Converting Word docs to Kindle

What a pain finding out how to get your book onto Kindle. Nearly as painful as doing the actual reformatting. Kindle is like reading your book through a toilet-paper tube with a black-and-white filter in it. here's how I did it:

You could convert files to .epub format using Stanza, except that:

  • Word docs retain all your fancy index entries, cross references etc as hideous looking text.
  • PDFs retain all the page numbers and other page headings embedded in the text - go figure.
  • RTFs just never finish loading.....
  • You could save from Word as raw text, but that will lose all your special characters
  • Unless you save as UTF-7, but that will crash MS-Word

Eventually I loaded the Word doc into OpenOffice and saved it as HTML (don't save direct from Word! Microsoft write rubbish HTML)

Next thing I tried was to open it in STanza and save as .epub Then I manually cleaned up all the html using Sigil (which only works on html within an epub file), deleting out references to images not part of the file any more and deleting most of the CSS formats...and manually reinserted all the images one by one. Sigil is massively CPU intensive so unless you have a heavy duty PC, be prepared to wait every time you change to the book view and for goodness sake don't do an edit "undo" or ctrl-z. it also messes with the html a lot.
After all that, I eagerly defined my new book to and uploaded my .epub and got the user-friendly message
/var/tmp/dtfc/s3Get/ticket_6539921/dtp_150887_USER_CONTENT_0 inputfile is of a filetype that is unsupported, or undeterminable. inputFiletype=null
which makes a lie of Amazon's bulls**t claim to support epub format.
So then I tried to use Stanza to convert all my hard work from .epub back into Kindle or HTML or anything, but it stripped out all the images and all of the HTML tags. Are we having fun yet?
Finally I manually copied and pasted the html from Sigil into a simple .html file in a new directory.
Then I renamed the .epub to .zip and used Windows Explorer to open it and copy all the images into the same directory as my html file.

So scrap Stanza, Sigil and epub.

As I said, use OpenOffice and save it as HTML.

Don't forget to remove any references to "see page 99" etc because there aren't page numbers any more.
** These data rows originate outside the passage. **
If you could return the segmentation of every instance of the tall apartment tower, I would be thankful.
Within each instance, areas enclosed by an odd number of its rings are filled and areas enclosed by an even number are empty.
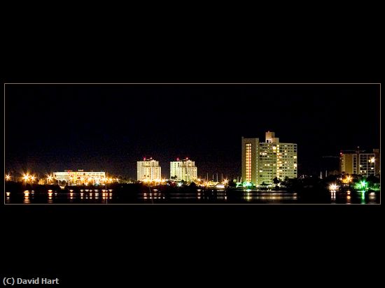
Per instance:
[[[136,162],[138,181],[160,181],[162,178],[162,168],[159,166],[159,161],[153,158]]]
[[[297,178],[297,144],[280,143],[274,132],[266,132],[265,142],[242,137],[242,181],[260,185]]]
[[[176,176],[177,180],[193,182],[197,178],[197,168],[195,162],[188,158],[170,162],[170,178]]]
[[[340,172],[346,174],[358,174],[365,177],[379,175],[379,149],[373,149],[372,153],[360,150],[340,153]]]

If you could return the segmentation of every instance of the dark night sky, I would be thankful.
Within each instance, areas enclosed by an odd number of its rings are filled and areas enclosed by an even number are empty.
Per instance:
[[[198,175],[241,170],[241,137],[298,144],[300,173],[342,149],[379,147],[379,86],[7,85],[6,171],[78,168],[136,177],[153,157],[164,177],[189,157]]]

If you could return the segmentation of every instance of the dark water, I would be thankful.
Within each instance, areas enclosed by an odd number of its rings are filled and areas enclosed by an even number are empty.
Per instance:
[[[119,204],[119,203],[342,203],[376,204],[379,192],[312,190],[298,193],[286,191],[197,189],[193,191],[122,192],[113,189],[57,189],[46,192],[6,192],[7,203]]]

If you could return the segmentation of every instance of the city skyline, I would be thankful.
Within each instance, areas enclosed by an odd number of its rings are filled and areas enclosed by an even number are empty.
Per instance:
[[[136,161],[152,155],[164,177],[164,164],[182,156],[199,163],[200,175],[234,177],[239,139],[267,130],[298,143],[300,173],[341,150],[379,147],[378,85],[7,85],[5,94],[6,171],[135,178]],[[350,99],[357,96],[364,108]]]

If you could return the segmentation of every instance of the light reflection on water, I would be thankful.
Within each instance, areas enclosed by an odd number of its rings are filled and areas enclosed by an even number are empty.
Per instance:
[[[83,191],[83,192],[82,192]],[[304,194],[284,191],[197,189],[113,192],[112,189],[25,190],[6,192],[6,203],[379,203],[379,193],[368,191],[327,191],[323,200],[304,199]]]

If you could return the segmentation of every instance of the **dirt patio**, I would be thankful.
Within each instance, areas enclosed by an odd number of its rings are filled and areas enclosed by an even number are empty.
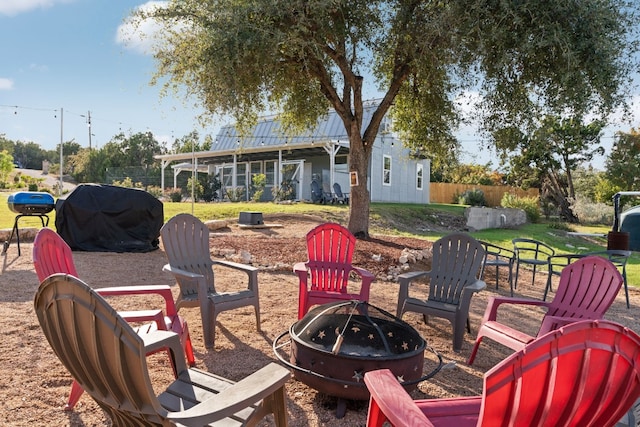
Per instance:
[[[202,339],[202,325],[197,309],[181,313],[189,323],[195,346],[197,367],[238,380],[276,360],[272,350],[273,340],[297,320],[297,279],[292,273],[293,263],[306,259],[304,235],[321,218],[309,216],[265,216],[265,222],[280,225],[272,228],[241,229],[230,224],[211,235],[211,251],[215,256],[240,254],[246,251],[253,265],[260,268],[259,287],[261,304],[261,332],[255,328],[255,317],[250,308],[224,312],[218,316],[215,349],[207,351]],[[370,303],[395,313],[398,285],[387,279],[389,268],[398,264],[404,248],[425,249],[430,243],[414,238],[375,235],[368,241],[358,241],[354,264],[365,267],[378,277],[371,288]],[[100,408],[85,394],[73,412],[64,412],[71,378],[58,362],[41,333],[33,311],[33,296],[38,280],[33,270],[32,243],[21,242],[22,255],[18,256],[15,243],[2,257],[0,271],[0,316],[5,329],[0,344],[0,419],[10,426],[107,426]],[[376,255],[376,257],[374,257]],[[247,254],[245,254],[247,256]],[[379,257],[378,257],[379,256]],[[374,258],[380,258],[376,261]],[[159,250],[138,253],[75,252],[75,263],[80,277],[94,288],[120,285],[166,284],[177,287],[171,276],[162,272],[165,254]],[[428,264],[412,264],[412,269],[425,269]],[[472,367],[466,365],[478,323],[484,312],[487,297],[492,294],[508,295],[506,271],[501,275],[500,289],[495,288],[495,277],[487,272],[487,288],[473,297],[471,304],[472,335],[465,336],[460,353],[452,350],[451,327],[441,319],[432,319],[425,325],[421,318],[407,314],[408,321],[425,337],[430,346],[448,363],[447,368],[434,378],[421,383],[414,398],[452,397],[476,395],[482,391],[482,375],[511,352],[490,340],[486,340]],[[217,287],[237,286],[241,276],[224,270],[216,272]],[[531,275],[521,275],[517,295],[541,298],[545,274],[536,277],[531,285]],[[556,279],[557,282],[557,279]],[[635,331],[640,331],[638,305],[640,291],[630,288],[631,309],[626,308],[624,293],[607,314],[607,318]],[[157,305],[150,298],[110,300],[117,309]],[[512,310],[508,315],[520,327],[534,334],[541,312]],[[432,358],[427,355],[425,371],[432,368]],[[152,381],[161,389],[171,380],[171,369],[166,355],[158,354],[149,359]],[[453,362],[453,363],[449,363]],[[335,417],[336,399],[324,396],[306,385],[291,380],[287,384],[287,411],[290,426],[364,426],[365,401],[350,401],[344,418]],[[265,423],[269,425],[269,423]]]

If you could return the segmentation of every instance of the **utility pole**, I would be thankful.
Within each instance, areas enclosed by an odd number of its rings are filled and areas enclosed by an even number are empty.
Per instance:
[[[64,175],[64,167],[62,164],[62,146],[64,145],[64,120],[63,120],[63,115],[64,115],[64,109],[62,107],[60,107],[60,194],[59,196],[62,196],[62,188],[64,187],[64,180],[62,178],[62,175]]]
[[[87,126],[89,127],[89,151],[91,151],[91,111],[87,111]]]

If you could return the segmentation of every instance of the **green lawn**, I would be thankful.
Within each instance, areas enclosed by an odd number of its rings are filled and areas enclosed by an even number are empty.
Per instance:
[[[7,198],[11,193],[0,192],[0,228],[11,228],[15,213],[9,210]],[[317,205],[312,203],[275,204],[275,203],[164,203],[165,221],[172,216],[186,212],[193,213],[202,220],[237,219],[240,212],[262,212],[263,214],[289,213],[318,215],[328,221],[345,223],[349,207],[344,205]],[[370,211],[370,231],[373,234],[398,234],[415,236],[426,240],[436,240],[445,233],[421,232],[419,224],[438,212],[452,215],[464,215],[464,206],[460,205],[408,205],[398,203],[372,203]],[[55,228],[55,211],[49,214],[51,228]],[[20,227],[40,227],[37,217],[22,218]],[[602,233],[610,230],[608,226],[572,226],[575,231],[584,233]],[[585,240],[569,236],[546,223],[527,224],[518,229],[489,229],[470,233],[474,237],[510,248],[511,239],[527,237],[541,240],[552,246],[557,253],[582,253],[606,249],[606,238]],[[627,264],[629,286],[640,286],[640,253],[634,252]]]

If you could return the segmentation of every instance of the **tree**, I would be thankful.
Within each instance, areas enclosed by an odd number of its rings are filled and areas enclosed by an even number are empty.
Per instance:
[[[4,184],[13,170],[13,156],[7,150],[0,151],[0,184]]]
[[[456,96],[477,89],[484,127],[540,112],[601,114],[624,103],[636,28],[625,0],[173,0],[138,10],[163,24],[152,84],[187,88],[205,111],[241,128],[268,109],[285,127],[316,123],[329,108],[349,136],[348,228],[369,230],[367,173],[383,117],[405,146],[435,165],[457,155]],[[166,79],[165,79],[166,78]],[[366,79],[372,79],[367,86]],[[382,90],[363,123],[367,87]],[[391,107],[394,106],[393,109]],[[424,155],[424,154],[423,154]]]
[[[542,198],[552,202],[560,216],[569,222],[578,218],[571,210],[576,197],[573,173],[596,154],[603,122],[583,124],[579,117],[545,117],[531,135],[519,129],[502,129],[495,133],[496,147],[503,160],[508,159],[510,175],[535,178]]]
[[[640,188],[640,132],[615,135],[611,153],[605,160],[607,178],[617,187],[630,191]]]

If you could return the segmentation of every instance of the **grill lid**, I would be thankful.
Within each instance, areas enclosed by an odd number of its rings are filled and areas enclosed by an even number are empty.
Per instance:
[[[11,194],[7,204],[12,212],[23,215],[41,215],[49,213],[55,207],[53,196],[45,192],[21,191]]]

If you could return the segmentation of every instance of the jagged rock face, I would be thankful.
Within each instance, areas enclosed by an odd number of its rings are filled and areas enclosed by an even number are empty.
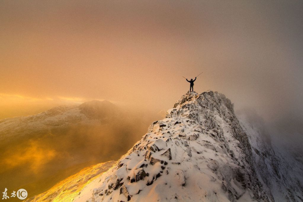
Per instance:
[[[189,92],[74,201],[273,201],[254,163],[230,100]]]

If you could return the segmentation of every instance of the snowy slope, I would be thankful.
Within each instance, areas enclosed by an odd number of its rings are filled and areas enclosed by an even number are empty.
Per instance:
[[[107,100],[58,107],[35,115],[0,120],[0,140],[73,124],[95,124],[100,120],[116,118],[121,113],[121,110]]]
[[[230,100],[189,92],[74,201],[274,201],[254,152]]]
[[[262,120],[239,117],[249,138],[257,175],[265,189],[269,190],[275,201],[303,201],[303,163],[271,142]]]

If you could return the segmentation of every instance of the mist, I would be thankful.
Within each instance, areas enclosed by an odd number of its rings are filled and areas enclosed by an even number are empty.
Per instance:
[[[92,123],[54,125],[38,130],[21,128],[12,134],[3,131],[0,187],[23,187],[31,196],[85,167],[118,160],[159,118],[157,114],[123,112],[120,117],[108,115]],[[10,135],[13,136],[6,137]]]

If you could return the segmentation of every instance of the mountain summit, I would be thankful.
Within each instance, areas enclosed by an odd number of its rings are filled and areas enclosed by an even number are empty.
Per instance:
[[[302,200],[302,179],[248,128],[224,95],[188,92],[73,201]]]

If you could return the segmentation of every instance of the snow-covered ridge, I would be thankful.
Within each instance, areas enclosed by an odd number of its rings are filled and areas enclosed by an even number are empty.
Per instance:
[[[230,100],[188,92],[74,201],[274,201],[255,164]]]

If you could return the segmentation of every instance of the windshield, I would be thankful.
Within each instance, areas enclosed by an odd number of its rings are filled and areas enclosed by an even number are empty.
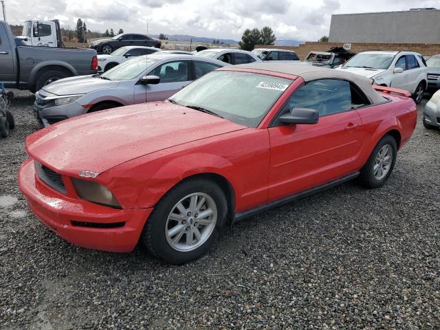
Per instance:
[[[440,57],[431,57],[426,61],[426,66],[440,69]]]
[[[147,68],[159,60],[158,58],[140,56],[116,66],[100,77],[109,80],[131,80],[142,74]]]
[[[310,53],[305,60],[327,62],[331,58],[331,54]]]
[[[219,53],[217,53],[217,52],[209,52],[209,51],[206,51],[206,50],[202,50],[201,52],[199,52],[198,53],[196,53],[195,55],[197,56],[201,56],[201,57],[208,57],[209,58],[215,58],[215,56],[217,56]]]
[[[344,67],[388,69],[395,56],[387,54],[358,54],[344,65]]]
[[[112,38],[112,39],[117,40],[118,38],[120,38],[120,37],[121,37],[121,36],[123,36],[123,34],[116,34],[115,36],[113,36],[113,37]]]
[[[214,71],[169,100],[214,113],[241,125],[256,127],[291,83],[291,80],[265,74]]]
[[[121,47],[120,48],[117,49],[110,55],[113,56],[122,56],[125,54],[125,52],[129,50],[126,47]]]
[[[30,31],[32,27],[32,23],[30,21],[25,22],[25,25],[23,27],[23,35],[26,36],[30,36]]]

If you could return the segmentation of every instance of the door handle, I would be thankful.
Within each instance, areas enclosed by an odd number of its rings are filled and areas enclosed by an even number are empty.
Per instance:
[[[349,122],[344,129],[345,129],[345,131],[351,131],[352,129],[355,129],[358,127],[359,127],[359,124],[353,124],[353,122]]]

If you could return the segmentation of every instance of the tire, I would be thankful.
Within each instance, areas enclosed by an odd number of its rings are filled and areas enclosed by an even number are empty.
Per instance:
[[[424,99],[424,94],[425,94],[425,83],[422,81],[419,83],[415,91],[412,96],[412,100],[415,102],[416,104],[419,104]]]
[[[15,128],[15,118],[14,115],[9,110],[6,110],[6,120],[9,124],[9,129],[14,129]]]
[[[106,43],[105,45],[102,45],[101,51],[102,52],[102,54],[109,54],[113,52],[113,48],[110,45]]]
[[[38,76],[38,79],[36,80],[36,83],[35,84],[35,90],[38,91],[44,86],[49,85],[54,81],[56,81],[59,79],[63,79],[63,78],[67,78],[69,76],[71,76],[71,75],[69,75],[62,71],[48,71],[47,72],[43,72]]]
[[[104,68],[104,72],[105,72],[106,71],[109,71],[110,69],[113,69],[116,65],[118,65],[118,63],[109,63],[109,64],[107,64],[105,66],[105,67]]]
[[[195,195],[196,206],[202,199],[205,201],[199,210],[192,208],[190,204]],[[179,204],[181,208],[184,208],[183,212],[179,210]],[[208,214],[210,210],[212,214],[204,220],[197,218],[199,212]],[[179,219],[170,219],[171,212],[177,214]],[[157,258],[181,265],[206,253],[218,236],[219,228],[226,223],[227,214],[226,197],[217,184],[206,179],[190,179],[175,186],[156,204],[146,221],[141,241]],[[168,234],[173,228],[177,231]],[[188,235],[192,237],[189,244]]]
[[[388,146],[388,149],[386,150],[389,150],[389,152],[390,153],[390,154],[387,153],[386,155],[392,155],[393,158],[390,162],[388,162],[388,170],[385,173],[382,173],[383,176],[380,176],[379,175],[379,172],[377,175],[375,174],[375,167],[377,164],[377,157],[379,157],[379,153],[383,153],[386,146]],[[397,144],[395,138],[388,135],[384,136],[384,138],[379,141],[377,144],[376,144],[376,146],[375,146],[373,150],[373,152],[371,153],[371,155],[370,155],[366,163],[360,170],[360,175],[359,177],[362,186],[371,189],[380,188],[384,186],[393,172],[394,165],[396,164],[397,155]],[[381,162],[380,163],[380,167],[382,166],[383,168],[384,166],[386,166],[386,163],[385,162]]]
[[[0,117],[0,136],[8,138],[9,136],[9,125],[8,120],[4,117]]]
[[[116,108],[118,107],[120,107],[116,103],[113,103],[111,102],[104,102],[102,103],[99,103],[91,108],[87,113],[91,113],[92,112],[100,111],[101,110],[106,110],[107,109]]]
[[[429,124],[428,124],[424,118],[424,126],[425,126],[426,129],[436,129],[435,126],[430,125]]]

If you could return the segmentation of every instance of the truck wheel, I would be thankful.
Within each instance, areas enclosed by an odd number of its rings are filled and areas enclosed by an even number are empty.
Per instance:
[[[8,120],[4,117],[0,117],[0,136],[8,138],[9,135],[9,125]]]
[[[47,72],[44,72],[41,74],[36,80],[35,89],[36,91],[39,91],[43,88],[43,86],[49,85],[51,82],[56,81],[59,79],[69,77],[71,75],[69,75],[62,71],[48,71]]]
[[[197,259],[214,243],[226,220],[224,192],[206,179],[177,184],[156,204],[141,241],[152,254],[173,264]]]
[[[389,177],[397,155],[397,144],[386,135],[376,144],[368,160],[360,170],[360,182],[366,188],[380,188]]]
[[[113,48],[111,48],[111,46],[107,43],[105,45],[102,45],[102,47],[101,49],[102,50],[102,54],[109,54],[113,52]]]
[[[9,129],[14,129],[15,128],[15,118],[12,113],[9,110],[6,110],[6,120],[8,120]]]

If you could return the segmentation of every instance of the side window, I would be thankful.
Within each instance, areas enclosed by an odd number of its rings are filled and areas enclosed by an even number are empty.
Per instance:
[[[52,34],[49,24],[38,24],[38,36],[47,36]]]
[[[278,52],[271,52],[266,57],[267,60],[278,60]]]
[[[297,89],[284,106],[281,114],[294,108],[314,109],[320,116],[332,115],[370,104],[359,88],[346,80],[320,79]]]
[[[160,77],[161,83],[186,81],[189,80],[188,77],[188,62],[186,60],[176,60],[162,64],[151,71],[148,74]]]
[[[419,62],[414,55],[406,55],[406,60],[408,60],[408,69],[416,69],[420,67]]]
[[[234,64],[245,64],[249,63],[248,54],[245,53],[233,53]]]
[[[248,54],[247,54],[246,56],[248,56],[248,63],[252,63],[252,62],[255,62],[256,60],[255,58],[254,58],[252,56],[251,56]]]
[[[278,60],[287,60],[287,53],[286,52],[278,52]]]
[[[395,67],[402,67],[404,71],[406,69],[406,60],[405,60],[405,56],[402,56],[400,58],[397,60],[396,62]]]
[[[232,64],[232,63],[231,60],[231,54],[230,53],[223,54],[223,55],[219,56],[217,59],[230,64]]]
[[[201,62],[200,60],[194,61],[194,67],[195,69],[195,78],[201,77],[212,70],[215,70],[219,67],[219,65],[212,63],[208,63],[208,62]]]

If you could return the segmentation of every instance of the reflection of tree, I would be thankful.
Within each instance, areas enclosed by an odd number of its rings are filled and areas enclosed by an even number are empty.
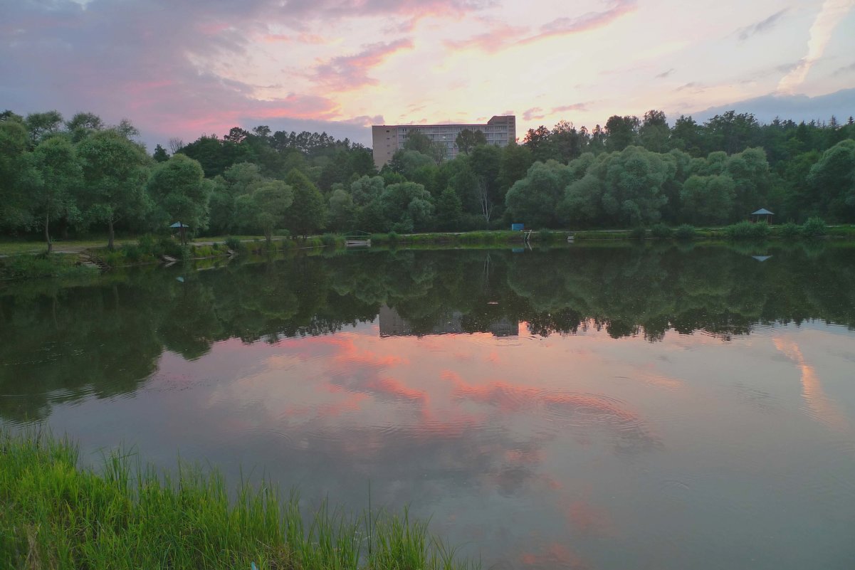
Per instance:
[[[164,349],[192,359],[227,338],[334,332],[374,320],[384,303],[417,335],[452,314],[465,332],[525,321],[541,336],[593,326],[650,340],[810,319],[855,328],[855,248],[767,246],[761,263],[754,246],[739,247],[369,251],[6,287],[0,416],[39,419],[51,403],[133,391]]]

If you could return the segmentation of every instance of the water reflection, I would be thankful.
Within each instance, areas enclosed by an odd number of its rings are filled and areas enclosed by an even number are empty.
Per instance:
[[[846,567],[853,250],[762,253],[362,251],[6,287],[0,417],[351,506],[370,481],[486,567]]]

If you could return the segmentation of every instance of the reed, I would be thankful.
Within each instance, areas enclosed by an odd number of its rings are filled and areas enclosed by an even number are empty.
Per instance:
[[[215,471],[177,474],[135,455],[81,468],[78,449],[49,434],[0,432],[0,567],[454,570],[468,568],[426,524],[353,516],[269,482],[231,487]]]

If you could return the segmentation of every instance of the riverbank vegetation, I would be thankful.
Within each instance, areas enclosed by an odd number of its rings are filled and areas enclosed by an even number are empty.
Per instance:
[[[530,129],[498,148],[472,138],[445,160],[412,133],[378,172],[371,150],[326,133],[234,127],[157,145],[125,120],[0,114],[0,232],[397,234],[527,227],[721,226],[766,208],[779,222],[855,222],[855,124],[663,113],[604,126]],[[179,226],[180,227],[180,226]],[[636,232],[638,232],[636,230]]]
[[[162,473],[113,453],[98,472],[68,440],[0,431],[0,566],[9,568],[455,570],[472,565],[399,516],[300,508],[269,483]],[[231,497],[231,498],[230,498]]]

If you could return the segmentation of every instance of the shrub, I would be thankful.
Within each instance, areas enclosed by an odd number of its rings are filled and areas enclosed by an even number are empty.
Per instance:
[[[805,238],[818,238],[828,232],[825,222],[822,218],[808,218],[801,227],[801,233]]]
[[[339,236],[334,233],[325,233],[321,236],[321,243],[327,247],[335,247],[339,243]]]
[[[694,226],[691,224],[681,224],[674,232],[674,237],[677,239],[694,239],[697,232]]]
[[[121,246],[121,252],[125,259],[131,263],[136,263],[143,257],[143,250],[139,245],[133,244],[125,244]]]
[[[740,221],[724,228],[728,239],[763,239],[769,236],[769,224],[764,221]]]
[[[161,252],[159,255],[169,256],[176,259],[184,257],[184,249],[181,244],[172,238],[161,238],[160,241],[157,242],[157,246]]]
[[[228,238],[226,238],[226,247],[232,251],[238,252],[244,247],[244,244],[237,238],[229,236]]]
[[[664,224],[656,224],[650,228],[650,235],[659,239],[668,239],[674,235],[674,231]]]
[[[788,221],[778,227],[778,234],[781,238],[798,238],[801,235],[801,226],[793,221]]]

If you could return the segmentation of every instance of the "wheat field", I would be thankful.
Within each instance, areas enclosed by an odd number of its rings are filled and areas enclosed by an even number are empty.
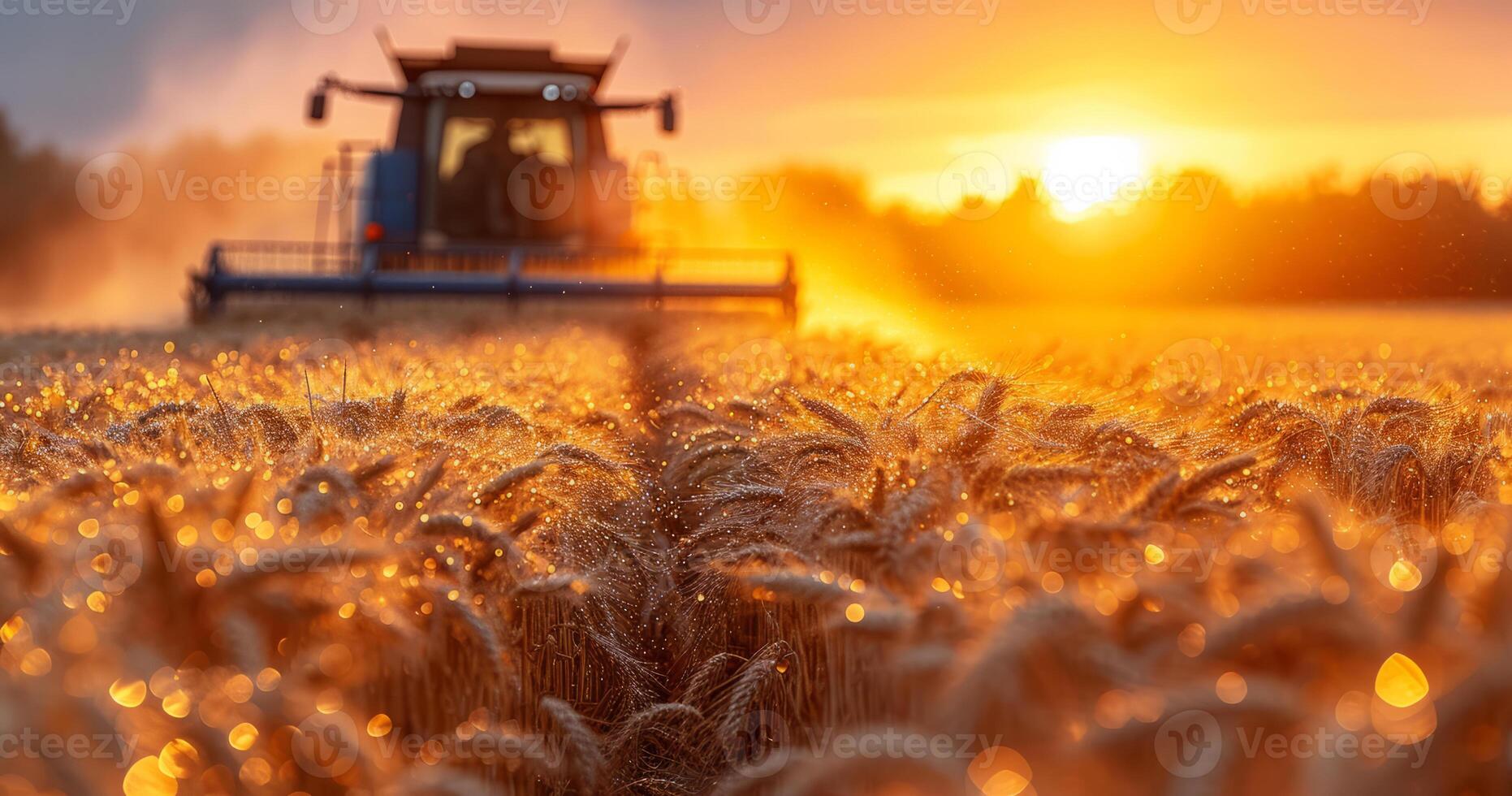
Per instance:
[[[0,790],[1504,793],[1435,312],[11,336]]]

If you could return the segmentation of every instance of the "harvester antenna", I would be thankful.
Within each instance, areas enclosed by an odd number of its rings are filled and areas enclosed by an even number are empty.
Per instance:
[[[387,26],[378,26],[373,29],[373,36],[378,39],[378,48],[383,50],[384,61],[393,68],[398,77],[404,77],[404,70],[399,68],[399,59],[393,58],[393,36],[389,35]]]
[[[609,85],[609,77],[614,76],[614,70],[620,67],[620,61],[629,48],[631,36],[620,36],[614,39],[614,50],[609,51],[609,58],[603,62],[603,74],[599,76],[599,91],[603,91],[603,86]]]

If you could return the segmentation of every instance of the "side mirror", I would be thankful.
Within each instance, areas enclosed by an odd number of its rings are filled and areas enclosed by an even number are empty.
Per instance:
[[[662,109],[662,132],[676,133],[677,132],[677,100],[667,94],[661,101]]]

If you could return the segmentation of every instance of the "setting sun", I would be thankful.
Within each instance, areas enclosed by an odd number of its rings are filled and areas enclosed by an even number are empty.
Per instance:
[[[1042,191],[1057,215],[1075,219],[1136,189],[1145,179],[1143,147],[1125,136],[1066,138],[1045,148]]]

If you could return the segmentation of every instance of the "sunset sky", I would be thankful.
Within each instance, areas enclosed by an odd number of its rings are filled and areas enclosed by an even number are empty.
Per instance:
[[[321,74],[390,80],[373,39],[386,26],[410,48],[503,36],[569,54],[629,35],[611,94],[679,88],[683,130],[621,123],[621,154],[655,147],[711,176],[842,166],[924,207],[957,156],[1033,173],[1089,136],[1140,169],[1202,166],[1241,186],[1362,176],[1414,150],[1512,177],[1512,6],[1492,0],[788,0],[762,35],[732,23],[739,0],[348,0],[357,17],[334,35],[301,26],[321,0],[91,0],[83,17],[45,14],[54,2],[0,0],[0,106],[26,141],[79,156],[299,135]],[[333,130],[383,138],[387,110],[337,100]]]

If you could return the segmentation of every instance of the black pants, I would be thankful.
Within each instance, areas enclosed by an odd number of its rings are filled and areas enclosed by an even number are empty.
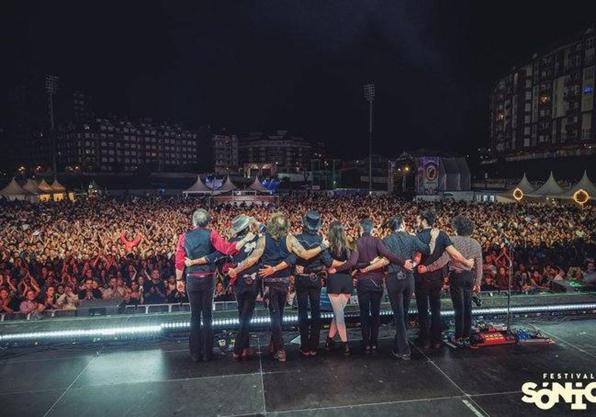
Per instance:
[[[298,299],[298,326],[300,344],[303,349],[316,350],[321,334],[321,278],[318,275],[296,275],[294,281]],[[308,320],[308,302],[311,302],[311,320]]]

Might as well delete the original index and table of contents too.

To edit raw html I can't recommend NVu, which is CPU-heavy and so terribly slow at times, is occasionally flaky, and messes with the HTML too much. But if you want to add an html Table of Contents automatically from the h1 and h2 etc headings, you'll need to use NVu as it is the only tool I have found so far to do it. Actually NVu is so destructive to HTML, I'd consider manually building the ToC instead.

In the end, I used ConTEXT, an excellent free editor for all sorts of file formats. No WYSIWYG, but I just used my browser for that.

Then I used 7Zip (or the zip utility of your choice) to zip all the files (HTML and images) in the directory into a .zip file and FINALLY DTP accepted it.

Some of my nicely detailed images lost all of that nice detail when reduced to Kindle size: max 64kB, max 450px x 550px, but by going back to the original Visio and re-saving to 450px wide with 600dpi resolution JPEGs with 100% image quality I got good images.

Don't let anyone tell you this crap is easy. Amazon DTP is a pain in the butt.